Nacido en Fuenteguinaldo (provincia de Salamanca y diócesis de Ciudad Rodrigo) en 1934, hijo de campesinos. Hizo sus estudios en la escuela de su pueblo, el Seminario de Ciudad Rodrigo y la Universidad Pontificia de Salamanca, por la que es licenciado en Teología y en Derecho Canónico. Ordenado sacerdote en 1958, de 1960 a 1972 fue coadjutor y capellán de los inmigrantes españoles en varias diócesis alemanas, además de realizar los cursos de doctorado en Teología en la Universidad de Tubinga.
 
De 1972 a 1980 fue el delegado para los capellanes españoles en Alemania, con residencia en Bonn.

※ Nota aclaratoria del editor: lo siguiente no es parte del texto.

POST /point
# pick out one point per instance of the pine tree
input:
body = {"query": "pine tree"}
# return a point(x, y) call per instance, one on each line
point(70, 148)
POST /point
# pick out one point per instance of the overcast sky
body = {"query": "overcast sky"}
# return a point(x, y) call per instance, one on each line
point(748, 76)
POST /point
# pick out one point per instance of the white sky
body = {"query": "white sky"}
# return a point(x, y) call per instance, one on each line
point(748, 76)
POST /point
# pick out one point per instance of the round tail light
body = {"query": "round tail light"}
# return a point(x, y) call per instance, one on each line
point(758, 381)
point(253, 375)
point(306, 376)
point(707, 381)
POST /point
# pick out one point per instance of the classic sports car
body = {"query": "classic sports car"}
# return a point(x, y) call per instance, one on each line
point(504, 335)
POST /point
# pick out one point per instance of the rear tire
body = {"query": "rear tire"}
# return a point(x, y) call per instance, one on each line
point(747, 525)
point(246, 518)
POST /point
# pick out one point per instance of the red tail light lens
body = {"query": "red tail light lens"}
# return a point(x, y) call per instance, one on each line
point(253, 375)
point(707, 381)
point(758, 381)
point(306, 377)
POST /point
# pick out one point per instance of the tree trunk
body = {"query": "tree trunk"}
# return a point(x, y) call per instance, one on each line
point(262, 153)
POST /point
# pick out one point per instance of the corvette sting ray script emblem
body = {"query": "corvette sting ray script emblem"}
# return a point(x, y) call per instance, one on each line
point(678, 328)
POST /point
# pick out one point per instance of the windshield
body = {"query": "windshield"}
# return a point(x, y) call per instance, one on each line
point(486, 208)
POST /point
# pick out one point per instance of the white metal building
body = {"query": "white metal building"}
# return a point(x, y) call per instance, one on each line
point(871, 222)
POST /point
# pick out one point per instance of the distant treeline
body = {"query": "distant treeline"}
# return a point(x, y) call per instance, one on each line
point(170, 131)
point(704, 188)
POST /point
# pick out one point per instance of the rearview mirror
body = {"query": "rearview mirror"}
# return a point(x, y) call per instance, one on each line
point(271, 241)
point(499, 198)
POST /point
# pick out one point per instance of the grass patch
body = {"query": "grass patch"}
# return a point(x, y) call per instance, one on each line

En este tiempo participó como miembro del Sínodo de las Diócesis Alemanas de la República Federal. En 1980 fue nombrado por Juan Pablo II obispo auxiliar de Oviedo, ministerio que desempeñó hasta 1991, año en el que pasó a pastorear la diócesis de Sigüenza-Guadalajara, de la que es obispo en la actualidad.
 
Desde 1980, año de su regreso a España, es miembro de la Comisión Episcopal de Migraciones, organismo de la Conferencia Episcopal Española (CEE) que presidió de 1988 a 1993, y que ahora preside desde 2005. Fue Secretario General de la CEE entre 1993 y 1998. Juan Pablo II lo nombró miembro del Pontificio Consejo para las Migraciones en 1995. Y desde el año 2006 es el presidente de la Comisión “Pastoral de las Migraciones” del Consejo de Conferencias Episcopales de Europa.
 
En la CEE también ha sido presidente de la Comisión Episcopal de Medios de Comunicación Social, de 1999 a 2005, y ha sido miembro del Pontificio Consejo de las Comunicaciones Sociales de 1999 a 2009.